Many in the room hailed the turnout and the result. But others claimed that some in the crowd had engaged in abuse and harassment.The national party decided that, rather than first investigate individuals, it would suspend Brighton and Hove. Add this to the national ban on local meetings and events during the leadership election, and it is easy to see why Labour seems to have an uneasy relationship with mass politics. To put it a less neutral way, the party machine is in a state of open warfare against Corbyn and his supporters.

Brighton and Hove illustrates how local activists have continued to organise – in an even more innovative and effective way than before. On Thursday 21 July, the week following the CLP’s suspension, the local Momentum group organised a mass meeting.
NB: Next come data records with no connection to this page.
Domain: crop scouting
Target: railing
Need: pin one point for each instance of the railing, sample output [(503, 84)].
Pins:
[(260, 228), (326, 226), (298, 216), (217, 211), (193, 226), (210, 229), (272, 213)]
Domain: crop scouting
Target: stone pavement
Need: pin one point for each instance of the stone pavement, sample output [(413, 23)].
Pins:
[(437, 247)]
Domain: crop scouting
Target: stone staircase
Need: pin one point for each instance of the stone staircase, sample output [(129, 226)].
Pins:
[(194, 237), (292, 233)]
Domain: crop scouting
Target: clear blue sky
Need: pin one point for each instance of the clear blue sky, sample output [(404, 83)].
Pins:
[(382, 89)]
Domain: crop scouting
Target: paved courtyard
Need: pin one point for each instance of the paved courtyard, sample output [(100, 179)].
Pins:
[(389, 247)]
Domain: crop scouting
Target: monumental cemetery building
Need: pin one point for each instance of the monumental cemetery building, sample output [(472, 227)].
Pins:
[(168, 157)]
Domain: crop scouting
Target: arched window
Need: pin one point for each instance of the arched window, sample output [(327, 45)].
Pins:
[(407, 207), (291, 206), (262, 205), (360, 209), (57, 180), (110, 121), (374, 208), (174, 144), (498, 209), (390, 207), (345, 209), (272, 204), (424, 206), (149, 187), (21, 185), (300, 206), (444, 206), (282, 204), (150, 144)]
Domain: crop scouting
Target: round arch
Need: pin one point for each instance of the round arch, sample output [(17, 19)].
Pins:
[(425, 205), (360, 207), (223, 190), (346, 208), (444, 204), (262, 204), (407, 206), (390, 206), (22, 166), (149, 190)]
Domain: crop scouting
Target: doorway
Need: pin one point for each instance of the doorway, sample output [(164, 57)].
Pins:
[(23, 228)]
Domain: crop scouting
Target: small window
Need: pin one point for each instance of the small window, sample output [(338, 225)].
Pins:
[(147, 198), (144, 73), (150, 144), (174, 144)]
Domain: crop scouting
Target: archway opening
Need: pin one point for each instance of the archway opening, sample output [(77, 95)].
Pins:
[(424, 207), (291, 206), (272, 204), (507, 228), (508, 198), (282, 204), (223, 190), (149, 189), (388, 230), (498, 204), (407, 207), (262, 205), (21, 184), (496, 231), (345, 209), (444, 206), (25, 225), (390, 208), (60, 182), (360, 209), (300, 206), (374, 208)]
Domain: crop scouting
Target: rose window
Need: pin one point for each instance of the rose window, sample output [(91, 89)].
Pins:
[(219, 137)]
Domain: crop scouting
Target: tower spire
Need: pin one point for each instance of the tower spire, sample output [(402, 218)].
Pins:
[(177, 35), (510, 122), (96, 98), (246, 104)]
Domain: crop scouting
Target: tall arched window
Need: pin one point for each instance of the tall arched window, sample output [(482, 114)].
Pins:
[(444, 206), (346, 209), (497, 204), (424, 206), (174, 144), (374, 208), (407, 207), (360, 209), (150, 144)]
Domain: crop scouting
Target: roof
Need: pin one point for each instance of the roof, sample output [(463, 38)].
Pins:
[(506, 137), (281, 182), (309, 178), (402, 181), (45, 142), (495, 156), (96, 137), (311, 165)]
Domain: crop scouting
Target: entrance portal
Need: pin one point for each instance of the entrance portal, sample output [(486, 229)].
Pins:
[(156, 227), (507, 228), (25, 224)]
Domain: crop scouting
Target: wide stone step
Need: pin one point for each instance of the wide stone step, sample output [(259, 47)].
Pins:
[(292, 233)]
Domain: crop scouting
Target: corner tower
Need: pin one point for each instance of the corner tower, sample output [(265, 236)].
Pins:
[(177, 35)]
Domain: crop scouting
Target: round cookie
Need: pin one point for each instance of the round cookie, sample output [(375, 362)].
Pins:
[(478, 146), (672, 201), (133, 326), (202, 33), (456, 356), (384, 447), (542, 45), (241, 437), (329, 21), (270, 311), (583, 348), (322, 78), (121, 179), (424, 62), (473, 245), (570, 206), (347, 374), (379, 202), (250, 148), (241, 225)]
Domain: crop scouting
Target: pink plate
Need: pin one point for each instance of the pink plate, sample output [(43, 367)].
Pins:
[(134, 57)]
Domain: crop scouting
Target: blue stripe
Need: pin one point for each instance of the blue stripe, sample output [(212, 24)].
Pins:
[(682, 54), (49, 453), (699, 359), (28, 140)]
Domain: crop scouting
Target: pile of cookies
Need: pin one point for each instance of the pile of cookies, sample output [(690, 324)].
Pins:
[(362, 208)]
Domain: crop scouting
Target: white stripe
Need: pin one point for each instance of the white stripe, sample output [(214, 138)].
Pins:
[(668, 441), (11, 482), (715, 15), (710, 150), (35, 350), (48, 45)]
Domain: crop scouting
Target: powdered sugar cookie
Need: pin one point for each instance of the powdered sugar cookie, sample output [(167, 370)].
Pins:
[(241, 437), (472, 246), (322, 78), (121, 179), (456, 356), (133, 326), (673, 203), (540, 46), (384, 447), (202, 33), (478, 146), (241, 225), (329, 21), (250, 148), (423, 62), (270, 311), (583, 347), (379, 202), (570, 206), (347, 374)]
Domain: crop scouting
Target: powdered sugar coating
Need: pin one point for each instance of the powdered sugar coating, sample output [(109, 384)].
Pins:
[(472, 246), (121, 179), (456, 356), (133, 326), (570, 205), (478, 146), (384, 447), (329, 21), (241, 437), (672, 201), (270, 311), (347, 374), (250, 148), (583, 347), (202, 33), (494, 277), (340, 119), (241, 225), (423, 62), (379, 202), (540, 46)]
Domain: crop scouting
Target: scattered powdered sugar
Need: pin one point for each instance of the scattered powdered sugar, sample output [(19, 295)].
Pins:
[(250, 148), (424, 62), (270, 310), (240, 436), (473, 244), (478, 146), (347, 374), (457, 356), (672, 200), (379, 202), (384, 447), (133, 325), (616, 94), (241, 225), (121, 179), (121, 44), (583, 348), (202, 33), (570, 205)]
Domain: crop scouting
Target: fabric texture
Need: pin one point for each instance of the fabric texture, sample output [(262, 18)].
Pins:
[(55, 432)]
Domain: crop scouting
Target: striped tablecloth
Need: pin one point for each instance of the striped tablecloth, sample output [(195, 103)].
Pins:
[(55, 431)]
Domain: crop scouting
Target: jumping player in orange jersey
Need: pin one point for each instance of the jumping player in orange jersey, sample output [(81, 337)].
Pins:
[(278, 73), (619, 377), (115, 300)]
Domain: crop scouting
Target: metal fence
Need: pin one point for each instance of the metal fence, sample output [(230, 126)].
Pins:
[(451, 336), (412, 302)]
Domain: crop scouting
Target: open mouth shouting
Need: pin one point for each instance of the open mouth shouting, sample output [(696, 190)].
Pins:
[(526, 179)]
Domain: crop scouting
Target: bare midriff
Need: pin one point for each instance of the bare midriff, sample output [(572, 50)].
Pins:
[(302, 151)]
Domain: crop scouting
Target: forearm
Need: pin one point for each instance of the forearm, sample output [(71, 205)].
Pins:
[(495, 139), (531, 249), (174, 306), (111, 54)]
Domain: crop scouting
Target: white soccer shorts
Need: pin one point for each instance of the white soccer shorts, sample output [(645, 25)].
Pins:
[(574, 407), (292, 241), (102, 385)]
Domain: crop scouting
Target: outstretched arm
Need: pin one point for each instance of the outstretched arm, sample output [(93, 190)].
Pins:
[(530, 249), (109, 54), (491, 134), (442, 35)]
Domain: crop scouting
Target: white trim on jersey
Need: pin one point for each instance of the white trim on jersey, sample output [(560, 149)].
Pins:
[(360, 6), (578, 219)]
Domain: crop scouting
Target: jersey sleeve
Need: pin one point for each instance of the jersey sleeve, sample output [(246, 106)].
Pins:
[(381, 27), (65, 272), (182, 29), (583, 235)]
More than 200 people showed up, with the mood defiant and pumped up.  Rather than listen to speeches, the room then became a road test for a new "campaign meetup", a more modestly titled version of the "barnstorms" used by the Bernie Sanders campaign. Activists broke up into small groups to discuss the strategy of the campaign and then even smaller groups to organise action on a very local level. By the end of the night, 20 phonebanking sessions had been planned at a branch level over the following week. 

In the past, organising inside the Labour Party was seen as a slightly cloak and dagger affair. When the Labour Party bureaucracy expelled leftwing activists in past decades, many on went further underground, organising in semi-secrecy. Now, Momentum is doing the exact opposite. 

The emphasis of the Corbyn campaign is on making its strategy, volunteer hubs and events listings as open and accessible as possible. Interactive maps will allow local activists to advertise hundreds of events, and then contact people in their area. When they gather to phonebank in they will be using a custom-built web app which will enable tens of thousands of callers to ring hundreds of thousands of numbers, from wherever they are.

As Momentum has learned to its cost, there is a trade-off between a campaign’s openness and its ability to stage manage events. But in the new politics of the Labour party, in which both the numbers of interested people and the capacity to connect with them directly are increasing exponentially, there is simply no contest. In order to win the next general election, Labour will have to master these tactics on a much bigger scale. The leadership election is the road test. 

Even many moderates seem to accept that the days of simply triangulating towards the centre and getting cozy with the Murdoch press are over. Labour needs to reach people and communities directly with an ambitious digital strategy and an army of self-organising activists. It is this kind of mass politics that delivered a "no" vote in Greece’s referendum on the terms of the Eurozone bailout last summer – defying pretty much the whole of the media, business and political establishment. 

The problem for Corbyn's challenger, Owen Smith, is that many of his backers have an open problem with this type of mass politics. Rather than investigate allegations of abuse, they have supported the suspension of CLPs. Rather than seeing the heightened emotions that come with mass mobilisations as side-effects which needs to be controlled, they have sought to joins unconnected acts of harassment, in order to smear Jeremy Corbyn. The MP Ben Bradshaw has even seemed to accuse Momentum of organising a conspiracy to physically attack Labour MPs.

The real conspiracy is much bigger than that. Hundreds of thousands of people are arriving, enthusiastic and determined, into the Labour party. These people, and their ability to convince the communities of which they are a part, threaten Britain’s political equilibrium, both the Conservatives and the Labour establishment. When the greatest hope for Labour becomes your greatest nightmare, you have good call to feel alarmed.